Parameters and Computational Barriers: Traditional open source licensing assumes accessible software that users can run and modify with standard resources. In contrast, LLMs require extensive computational power to reproduce, even with access to model weights and architecture. This makes “openness” in AI much more resource-intensive and exclusive, limiting the practical freedoms intended by the OSD.
Legal and Reproducibility Issues: Unlike software, simply releasing weights and source code doesn’t necessarily mean a system is accessible. Without the underlying data and a way to reproduce the results fully, LLMs fall short of open source’s transparency and accessibility goals.
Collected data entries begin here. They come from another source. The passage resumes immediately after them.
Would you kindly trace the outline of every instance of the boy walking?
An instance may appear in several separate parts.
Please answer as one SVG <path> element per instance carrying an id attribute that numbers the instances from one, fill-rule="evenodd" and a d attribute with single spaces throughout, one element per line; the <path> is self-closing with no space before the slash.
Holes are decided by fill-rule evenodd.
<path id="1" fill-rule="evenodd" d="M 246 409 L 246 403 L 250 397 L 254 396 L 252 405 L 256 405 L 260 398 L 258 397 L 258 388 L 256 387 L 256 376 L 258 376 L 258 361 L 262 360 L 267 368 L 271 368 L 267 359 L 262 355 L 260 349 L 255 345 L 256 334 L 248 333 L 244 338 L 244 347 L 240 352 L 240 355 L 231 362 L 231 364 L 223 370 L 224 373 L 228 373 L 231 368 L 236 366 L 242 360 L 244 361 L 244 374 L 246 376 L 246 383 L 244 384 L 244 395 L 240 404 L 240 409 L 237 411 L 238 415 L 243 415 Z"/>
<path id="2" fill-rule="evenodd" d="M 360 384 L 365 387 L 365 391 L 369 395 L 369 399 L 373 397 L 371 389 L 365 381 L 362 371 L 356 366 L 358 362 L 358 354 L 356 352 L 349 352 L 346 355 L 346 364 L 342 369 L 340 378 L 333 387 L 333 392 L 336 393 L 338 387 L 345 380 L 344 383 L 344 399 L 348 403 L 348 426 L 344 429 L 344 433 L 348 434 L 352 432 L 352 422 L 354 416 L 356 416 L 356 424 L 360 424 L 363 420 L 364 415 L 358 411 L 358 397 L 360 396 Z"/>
Case in Point: Meta’s Llama 3 License

Meta’s Llama 3 Community License Agreement offers a prominent example of how traditional open source licensing falls short in AI applications. While Meta has labeled Llama 3 as “open source,” its license diverges from OSD norms in several key ways, making the term “open source” somewhat misleading:

Controlled Redistribution and Use: Meta’s license grants a non-exclusive, non-transferable, royalty-free license but mandates prominent branding (“Built with Meta Llama 3”) on any derivative works or products using Llama 3. It also restricts using the model to train or improve any other LLM. Such conditions are inconsistent with standard open source licenses, which typically avoid branding mandates and restrictions on derivative use.
Proprietary Data and Reproducibility: The license allows users access to model weights and code but lacks data transparency—without which true reproducibility isn’t feasible. Open source emphasizes accessibility, but without a TDBOM, reproducing Llama 3’s training process is challenging, if not impossible.
Limitations on Usage: Meta’s license restricts specific applications of the Llama 3 model, including its use in military, critical infrastructure, and other high-risk environments, as outlined in its Acceptable Use Policy. Such restrictions highlight the gap between open source’s unrestrictive ethos and LLM-specific requirements.
Additional Licensing Complexity: Llama 3’s license terminates user rights if their organization exceeds 700 million monthly active users without securing an additional license. These limitations further demonstrate the controlled nature of Llama’s distribution and fall short of true open source principles.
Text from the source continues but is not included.